The idea of contrasts may have some value in considering the observation that most noncoding DNA is transcribed into RNA, at least sometimes. Observing such transcription with today's high-sensitivity methods is no guarantee (or maybe no evidence) of functional importance. After all, if a cell can replicate all this junk DNA with little fitness cost, why should we assume that occasional transcription would be unbearably expensive?
But if all that extra junk DNA transcription is just biochemical noise, then it follows that cells may use the contrast between highly transcribed genes and rarely transcribed non-genes. In the simplistic sense, the contrast is information theoretic; based on probabilities of transcription of different DNA segments. Likewise, phonemes are defined by the probabilities of occurrence of sound sequences of certain recognizable qualities.

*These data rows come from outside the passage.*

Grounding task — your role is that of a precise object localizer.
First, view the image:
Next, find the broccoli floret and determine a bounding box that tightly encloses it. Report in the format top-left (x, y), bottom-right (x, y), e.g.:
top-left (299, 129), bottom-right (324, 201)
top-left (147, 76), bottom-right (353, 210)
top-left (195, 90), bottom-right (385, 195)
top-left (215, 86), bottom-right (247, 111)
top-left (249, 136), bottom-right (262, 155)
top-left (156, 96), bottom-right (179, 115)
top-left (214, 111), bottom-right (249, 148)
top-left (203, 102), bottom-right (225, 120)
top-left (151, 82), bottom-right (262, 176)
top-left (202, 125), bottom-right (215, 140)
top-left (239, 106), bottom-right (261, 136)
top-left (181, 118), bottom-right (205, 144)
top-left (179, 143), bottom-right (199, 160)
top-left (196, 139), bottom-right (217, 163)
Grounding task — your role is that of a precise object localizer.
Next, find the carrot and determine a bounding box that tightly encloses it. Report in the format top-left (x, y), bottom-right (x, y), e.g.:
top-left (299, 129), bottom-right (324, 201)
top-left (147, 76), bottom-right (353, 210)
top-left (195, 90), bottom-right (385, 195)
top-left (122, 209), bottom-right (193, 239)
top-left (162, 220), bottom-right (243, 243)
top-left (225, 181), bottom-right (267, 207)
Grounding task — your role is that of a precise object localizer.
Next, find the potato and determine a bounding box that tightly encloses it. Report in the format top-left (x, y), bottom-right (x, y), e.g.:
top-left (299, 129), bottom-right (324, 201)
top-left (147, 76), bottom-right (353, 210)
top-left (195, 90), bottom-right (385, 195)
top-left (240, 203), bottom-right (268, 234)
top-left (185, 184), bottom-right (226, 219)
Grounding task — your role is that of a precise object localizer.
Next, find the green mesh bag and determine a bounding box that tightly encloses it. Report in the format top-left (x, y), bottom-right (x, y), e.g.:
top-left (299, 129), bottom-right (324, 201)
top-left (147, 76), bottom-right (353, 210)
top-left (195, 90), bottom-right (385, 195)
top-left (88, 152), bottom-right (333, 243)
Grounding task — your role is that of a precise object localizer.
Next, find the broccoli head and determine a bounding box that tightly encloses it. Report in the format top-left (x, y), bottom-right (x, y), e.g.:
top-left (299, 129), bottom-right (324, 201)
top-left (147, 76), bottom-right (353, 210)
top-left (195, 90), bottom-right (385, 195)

So in my view, "gene" is only problematic if we insist on confusing distinct biological processes. It is defined by transmission contrasts, in a Mendelian sense; it corresponds often (but perhaps not exclusively) with delimited DNA sequences, and it cannot by itself describe more complex functional properties such as methylation and epigenetic interactions.
And ENCODE -- the Encyclopedia of DNA Elements? It brings us full circle to Mendel's elementen, derived after all from the Latin elementum, the "first principle."
UPDATE (2008-11-12): I'm realizing after reading this over, that I may have given the impression that I embark on some kind of strange journey through linguistics when I lecture on Mendelian inheritance. Not so -- that's just a riff for the blog. "Gene" is introduced in Mendelian terms (where after all I use it most of the time, since I apply population genetics), and then I discuss what exactly that means in terms of the chromosome theory (and ultimately DNA sequences). The result is inevitable: "gene" means different things in these contexts, and obviously must include many distinct kinds of DNA configurations, from coding regions, to regulatory elements, to conserved noncoding segments. Since "allele" is extended even more broadly (any variant site qualifies), I don't think "gene" is the problem here.